The passion to find answers is inspiring.
I had the good fortune to attend the KCNQ2 Cure Summit 2018. Meeting the patient families and seeing their passion to find answers, brings meaning and urgency to the work I have been doing to develop high-throughput drug screening platforms.
What can we do to help these families?
The first step I have been doing is to get more understanding. KCNQ2 cure is a patient organization that strives to raise “research funds for KCNQ2 epileptic encephalopathy, a rare and catastrophic form of epilepsy beginning in the first days of life.” By nature of the name, the foundation focus on how DNA sequence variation in the KCNQ2 gene does or does not causes epilepsy. For those variations that cause disease (pathogenic), the foundation supports research to find new treatments and therapies. As I previously blogged, KCNQ2 has 21% of the 855 variants in the NCBI database (https://www.ncbi.nlm.nih.gov/variation/view) as known or suspected to be pathogenic. About another 10% are known to be benign or likely benign. That leaves 69% variants for which we are scratching our head and feeling uncertain, or there nothing known about them. The challenge to the expecting parent is “What is the likelihood I will be passing on a disease to my child?”

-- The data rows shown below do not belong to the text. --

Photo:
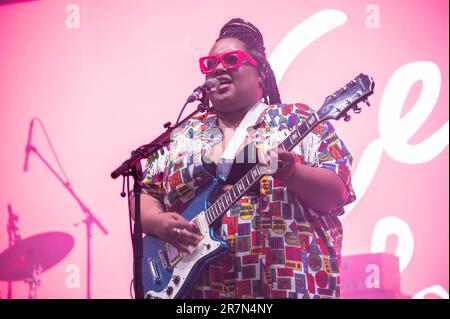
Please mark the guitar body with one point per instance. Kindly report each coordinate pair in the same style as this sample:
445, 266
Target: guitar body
167, 273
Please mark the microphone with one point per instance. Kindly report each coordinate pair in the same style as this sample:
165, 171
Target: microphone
210, 85
28, 148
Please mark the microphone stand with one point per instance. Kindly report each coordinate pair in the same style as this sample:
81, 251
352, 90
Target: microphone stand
132, 167
88, 221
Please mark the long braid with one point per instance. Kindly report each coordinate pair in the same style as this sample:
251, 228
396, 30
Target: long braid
250, 35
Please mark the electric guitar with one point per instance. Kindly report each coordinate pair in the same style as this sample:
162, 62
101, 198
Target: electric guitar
169, 273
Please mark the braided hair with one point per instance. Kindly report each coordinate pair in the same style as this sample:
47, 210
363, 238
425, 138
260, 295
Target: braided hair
253, 40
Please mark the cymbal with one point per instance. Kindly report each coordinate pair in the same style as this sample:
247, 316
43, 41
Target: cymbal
44, 250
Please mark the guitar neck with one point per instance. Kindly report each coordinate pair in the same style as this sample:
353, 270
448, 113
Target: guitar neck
232, 195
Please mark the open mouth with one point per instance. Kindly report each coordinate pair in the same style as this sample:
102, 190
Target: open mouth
224, 81
224, 84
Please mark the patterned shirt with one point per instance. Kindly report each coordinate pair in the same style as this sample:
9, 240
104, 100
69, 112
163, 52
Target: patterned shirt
279, 247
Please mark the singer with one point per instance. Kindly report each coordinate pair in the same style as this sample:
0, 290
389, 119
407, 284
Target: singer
285, 234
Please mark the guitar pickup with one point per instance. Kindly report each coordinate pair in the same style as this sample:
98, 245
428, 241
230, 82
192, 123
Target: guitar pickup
164, 259
154, 270
173, 255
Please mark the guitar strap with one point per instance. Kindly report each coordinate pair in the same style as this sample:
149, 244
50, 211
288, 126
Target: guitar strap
226, 161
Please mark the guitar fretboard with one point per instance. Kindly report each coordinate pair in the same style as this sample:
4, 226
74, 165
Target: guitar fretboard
231, 196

For the expecting parent what becomes important is to know the status of the KCNQ2 gene being passed on to the child. There are two ways to pass the genetic disease to our children. For some of the KCNQ2 variants, they are recessive – both copies of the gene will need to have these recessive pathogenic alleles in order to manifest disease. It may be the father provides a chromosome where the KCNQ2 gene is defective with a pathogenic variation. From the mother, her gene copy for KCNQ2 may contain a variant of uncertain significance (a “VUS” allele). The chance that epilepsy will manifest in the child remains uncertain due to uncertainty of the mother’s VUS allele.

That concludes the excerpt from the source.